How to Read the Dubai Property Price Index (And What It Actually Tells You)
The BIS price index, DLD index, and what these numbers actually mean for your investment decisions.
You've probably seen charts showing Dubai's property price index. The line goes up, the line goes down, commentators make grand pronouncements. But what does the index actually measure, and how should you use it?
What Is the Price Index
The most widely cited index comes from the Bank for International Settlements (BIS), which tracks residential property prices globally. For the UAE, it's indexed to 2010 = 100. A reading of 175 means prices are 75% above 2010 levels. A reading of 85 would mean prices are 15% below 2010 levels.
What It Doesn't Tell You
The index is a national or city-wide average.
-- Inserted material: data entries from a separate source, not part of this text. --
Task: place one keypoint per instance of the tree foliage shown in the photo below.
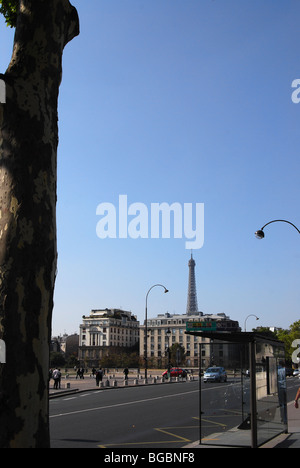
(9, 9)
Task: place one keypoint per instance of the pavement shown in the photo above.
(72, 385)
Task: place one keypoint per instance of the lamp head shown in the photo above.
(260, 234)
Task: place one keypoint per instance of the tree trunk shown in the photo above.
(28, 255)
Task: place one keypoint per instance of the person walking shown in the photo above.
(297, 398)
(56, 377)
(99, 376)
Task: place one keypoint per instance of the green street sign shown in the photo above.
(210, 325)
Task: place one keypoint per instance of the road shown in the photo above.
(156, 416)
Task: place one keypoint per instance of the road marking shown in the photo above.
(118, 405)
(171, 434)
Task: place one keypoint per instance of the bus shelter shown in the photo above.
(249, 405)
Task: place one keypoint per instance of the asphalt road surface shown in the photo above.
(156, 416)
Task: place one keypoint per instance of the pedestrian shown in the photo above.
(56, 377)
(297, 398)
(59, 379)
(99, 376)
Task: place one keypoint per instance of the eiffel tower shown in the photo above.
(192, 304)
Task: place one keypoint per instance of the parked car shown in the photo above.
(215, 374)
(175, 372)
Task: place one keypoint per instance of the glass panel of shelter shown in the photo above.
(225, 407)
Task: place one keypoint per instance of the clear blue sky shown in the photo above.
(184, 101)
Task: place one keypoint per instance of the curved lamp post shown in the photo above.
(251, 315)
(260, 233)
(146, 326)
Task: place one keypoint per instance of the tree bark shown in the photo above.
(28, 252)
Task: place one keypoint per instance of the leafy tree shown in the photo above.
(9, 10)
(28, 252)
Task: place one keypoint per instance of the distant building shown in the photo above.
(66, 344)
(106, 331)
(168, 329)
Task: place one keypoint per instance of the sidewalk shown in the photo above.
(232, 437)
(292, 439)
(72, 385)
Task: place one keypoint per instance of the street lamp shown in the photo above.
(251, 315)
(168, 334)
(146, 326)
(260, 233)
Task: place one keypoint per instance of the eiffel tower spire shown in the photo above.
(192, 304)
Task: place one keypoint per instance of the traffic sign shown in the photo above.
(204, 325)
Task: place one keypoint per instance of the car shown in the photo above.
(175, 372)
(215, 374)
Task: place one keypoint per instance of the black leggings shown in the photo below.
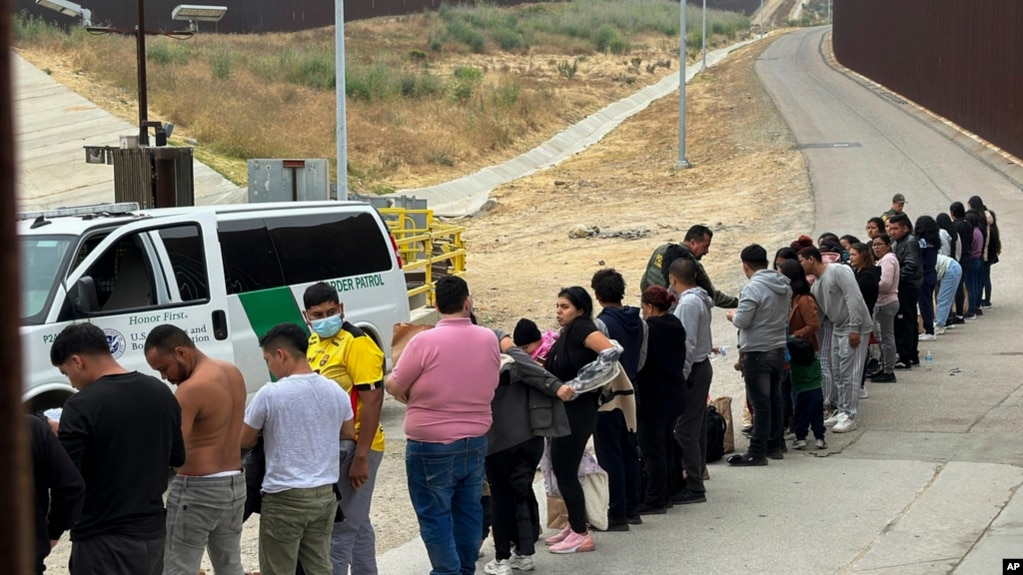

It doesn't distinguish between a studio in International City and a villa on the Palm. Your specific community, property type, and building can perform very differently from the index. During 2023-2025, the overall index rose about 30%, but individual communities ranged from +5% to +50%. Averages hide extremes.
How to Use It
The price index is most useful for understanding market cycles, not for pricing specific properties. When the index is below its long-term average, it's generally a good time to buy (you're buying in a trough). When it's significantly above, exercise more caution (you might be buying near a peak). The current reading of ~175 is above the 2014 peak, which is worth noting — but the market structure is different now (more end-users, less speculation).
Better Metrics for Decisions
For actual buying decisions, look at community-specific medians (not averages), transaction volumes (are people actually buying?), and rental yields (is the income supporting the price?). The price index is the weather report — useful context but not enough information to plan your day.